Michel Kemper : Vous étiez une référence, en bien ou en mal, dans le folk…
« Il y avait une petite guerre amusante, à l’époque. Les puristes étaient encore plus passionnés que nous : ils avaient des idées préconçues sur la façon dont il fallait faire les choses. Ou ne pas les faire. Choix subjectifs, bien évidemment. Nous, ce qu’on faisait, c’était une proposition : on n’avait pas ces limites-là, on s’en foutait complètement. C’est peut-être aussi ce qui a fait le succès du groupe : on pouvait toucher des gens de sensibilités différentes. J’ai déjà entendu des gens dire : « Je déteste le folk, sauf Malicorne », ce que je trouve flatteur. Parce qu’il n’y avait pas de limites, et pas ce côté « On va reproduire ce qu’on faisait au 19e siècle. » Ce qui était grotesque d’ailleurs, car pourquoi le 19e plutôt que le 16e ? Là, on était au 20e siècle, on faisait avec notre petite sensibilité. Avec la sincérité et l’enthousiasme de la jeunesse : on ne pouvait pas se tromper, c’était notre proposition, pas la vérité ! »
Très rapidement on en vient à des disques thématiques…

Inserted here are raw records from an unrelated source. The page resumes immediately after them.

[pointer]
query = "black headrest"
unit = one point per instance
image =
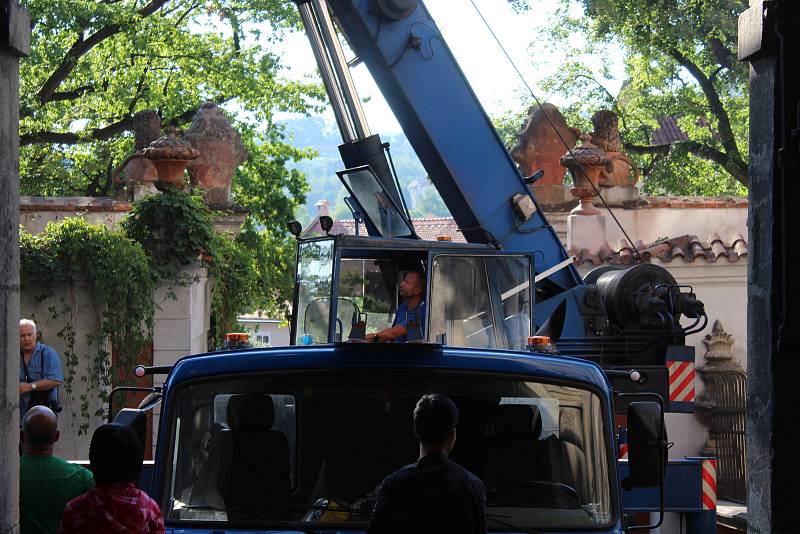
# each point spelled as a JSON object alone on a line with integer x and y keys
{"x": 251, "y": 412}
{"x": 518, "y": 420}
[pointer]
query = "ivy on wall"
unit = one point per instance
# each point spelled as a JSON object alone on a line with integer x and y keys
{"x": 118, "y": 275}
{"x": 162, "y": 235}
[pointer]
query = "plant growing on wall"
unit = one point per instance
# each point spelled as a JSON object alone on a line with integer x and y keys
{"x": 118, "y": 275}
{"x": 175, "y": 231}
{"x": 161, "y": 236}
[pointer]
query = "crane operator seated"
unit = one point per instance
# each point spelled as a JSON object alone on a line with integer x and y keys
{"x": 410, "y": 316}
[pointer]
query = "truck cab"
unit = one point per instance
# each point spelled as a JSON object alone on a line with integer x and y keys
{"x": 300, "y": 438}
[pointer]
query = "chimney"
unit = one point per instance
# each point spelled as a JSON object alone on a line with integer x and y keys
{"x": 323, "y": 208}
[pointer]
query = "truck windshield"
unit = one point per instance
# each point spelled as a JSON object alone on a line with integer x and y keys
{"x": 313, "y": 447}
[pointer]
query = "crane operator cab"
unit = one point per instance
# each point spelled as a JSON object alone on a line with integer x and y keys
{"x": 350, "y": 287}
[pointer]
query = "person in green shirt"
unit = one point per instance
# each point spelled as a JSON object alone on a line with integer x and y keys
{"x": 46, "y": 483}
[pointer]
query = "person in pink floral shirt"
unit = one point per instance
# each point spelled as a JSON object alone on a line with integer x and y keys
{"x": 115, "y": 504}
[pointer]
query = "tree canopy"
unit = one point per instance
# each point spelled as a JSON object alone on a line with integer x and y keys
{"x": 679, "y": 65}
{"x": 95, "y": 63}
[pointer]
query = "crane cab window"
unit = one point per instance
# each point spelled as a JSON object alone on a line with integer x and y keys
{"x": 314, "y": 274}
{"x": 481, "y": 301}
{"x": 368, "y": 293}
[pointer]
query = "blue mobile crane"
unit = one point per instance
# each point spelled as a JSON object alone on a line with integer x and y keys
{"x": 299, "y": 438}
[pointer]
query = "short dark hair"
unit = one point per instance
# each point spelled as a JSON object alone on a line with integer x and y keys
{"x": 115, "y": 454}
{"x": 39, "y": 424}
{"x": 434, "y": 416}
{"x": 421, "y": 280}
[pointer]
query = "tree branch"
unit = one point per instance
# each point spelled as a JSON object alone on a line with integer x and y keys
{"x": 71, "y": 138}
{"x": 71, "y": 95}
{"x": 648, "y": 149}
{"x": 83, "y": 46}
{"x": 718, "y": 110}
{"x": 733, "y": 165}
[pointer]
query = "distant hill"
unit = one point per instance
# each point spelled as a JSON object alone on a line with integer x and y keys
{"x": 315, "y": 132}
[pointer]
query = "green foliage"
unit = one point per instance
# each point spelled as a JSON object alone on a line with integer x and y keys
{"x": 680, "y": 62}
{"x": 235, "y": 285}
{"x": 74, "y": 253}
{"x": 93, "y": 65}
{"x": 173, "y": 228}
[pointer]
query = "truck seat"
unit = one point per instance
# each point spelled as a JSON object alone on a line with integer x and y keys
{"x": 259, "y": 477}
{"x": 517, "y": 456}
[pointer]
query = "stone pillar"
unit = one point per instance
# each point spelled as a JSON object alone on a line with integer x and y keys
{"x": 721, "y": 408}
{"x": 770, "y": 42}
{"x": 182, "y": 321}
{"x": 14, "y": 43}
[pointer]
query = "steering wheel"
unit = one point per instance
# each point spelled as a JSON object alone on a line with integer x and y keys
{"x": 526, "y": 493}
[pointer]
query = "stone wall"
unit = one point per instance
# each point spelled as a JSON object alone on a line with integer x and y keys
{"x": 72, "y": 445}
{"x": 181, "y": 321}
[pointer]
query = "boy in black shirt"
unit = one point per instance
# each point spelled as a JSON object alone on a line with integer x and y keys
{"x": 434, "y": 495}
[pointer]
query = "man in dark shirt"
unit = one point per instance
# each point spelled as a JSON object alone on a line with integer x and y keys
{"x": 434, "y": 495}
{"x": 410, "y": 317}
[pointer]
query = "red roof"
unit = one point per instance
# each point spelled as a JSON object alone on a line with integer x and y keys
{"x": 428, "y": 228}
{"x": 687, "y": 247}
{"x": 668, "y": 132}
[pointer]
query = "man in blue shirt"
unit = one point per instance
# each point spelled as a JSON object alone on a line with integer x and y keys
{"x": 39, "y": 367}
{"x": 410, "y": 318}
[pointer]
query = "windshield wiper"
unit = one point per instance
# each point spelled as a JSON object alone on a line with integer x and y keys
{"x": 260, "y": 514}
{"x": 333, "y": 507}
{"x": 494, "y": 517}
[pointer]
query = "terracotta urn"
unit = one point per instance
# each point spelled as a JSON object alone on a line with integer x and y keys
{"x": 170, "y": 156}
{"x": 585, "y": 163}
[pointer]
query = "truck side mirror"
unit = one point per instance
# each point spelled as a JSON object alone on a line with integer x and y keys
{"x": 647, "y": 444}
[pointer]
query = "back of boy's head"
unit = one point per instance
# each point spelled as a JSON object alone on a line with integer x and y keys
{"x": 115, "y": 454}
{"x": 434, "y": 417}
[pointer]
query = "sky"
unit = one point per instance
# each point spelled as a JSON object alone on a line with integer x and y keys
{"x": 492, "y": 77}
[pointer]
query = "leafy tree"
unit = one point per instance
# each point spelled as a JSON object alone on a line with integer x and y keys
{"x": 680, "y": 63}
{"x": 95, "y": 63}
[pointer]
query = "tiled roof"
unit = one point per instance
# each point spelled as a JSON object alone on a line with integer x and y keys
{"x": 687, "y": 247}
{"x": 668, "y": 132}
{"x": 428, "y": 228}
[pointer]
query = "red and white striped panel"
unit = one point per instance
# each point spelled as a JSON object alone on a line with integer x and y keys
{"x": 709, "y": 474}
{"x": 681, "y": 381}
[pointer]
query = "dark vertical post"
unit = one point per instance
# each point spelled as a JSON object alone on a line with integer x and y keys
{"x": 770, "y": 41}
{"x": 14, "y": 43}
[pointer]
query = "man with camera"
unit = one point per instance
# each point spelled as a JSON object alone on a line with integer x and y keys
{"x": 39, "y": 371}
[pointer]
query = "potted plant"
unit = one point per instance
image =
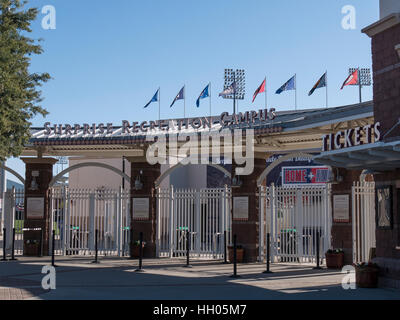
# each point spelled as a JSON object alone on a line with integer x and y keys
{"x": 239, "y": 253}
{"x": 136, "y": 248}
{"x": 367, "y": 275}
{"x": 334, "y": 258}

« C’est un truc qu’on aimait bien. »
Un choix collectif ?
« Bien sûr. À l’époque, je crois, les disques avaient un peu plus de valeur qu’aujourd’hui. Pour nous, c’était non seulement un événement mais aussi un objet. Il y avait la notion de durée, et ces deux faces qui, parfois, provoquaient des choix particuliers dans la façon, par exemple, de commencer une face et de la terminer. On trouvait, comme dans un spectacle avec entracte, des progressions, ou une espèce de mouvement dramatique… L’histoire de concept, c’est un peu particulier. C’était dans l’air du temps aussi bien chez les groupes rock que dans d’autres domaines musicaux. Et nous, qui interprétions des chansons traditionnelles existantes, nous avions l’embarras du choix. Plus ça allait – et c’est allé très vite – et plus le choix était immense. On sélectionnait les chansons en fonction de leur esthétisme, de ce qu’on ressentait au niveau du texte, de la musique et des idées d’arrangements qui pouvaient nous donner cette envie de les interpréter. Ça veut dire que ça pouvait être complètement débridé : une chanson d’amour, une autre de soldat qui part en guerre, etc. Très vite, on s’est aperçu qui, si on mettait des chansons ensemble sur un thème commun, on pouvait, sans dire le mot, faire des espèces de mini-symphonies. Le fait de juxtaposer ces œuvres, comme un galeriste va exposer ses toiles, les confronter. Ça donnait une dimension encore différente à ces chansons, plutôt que d’avoir des œuvres jetées, là, par hasard. D’avoir une ambiance. D’où Le Bestiaire, L’extraordinaire Tour de France d’Adélard Rousseau… Ça nous donnait une trame pour le choix des chansons. »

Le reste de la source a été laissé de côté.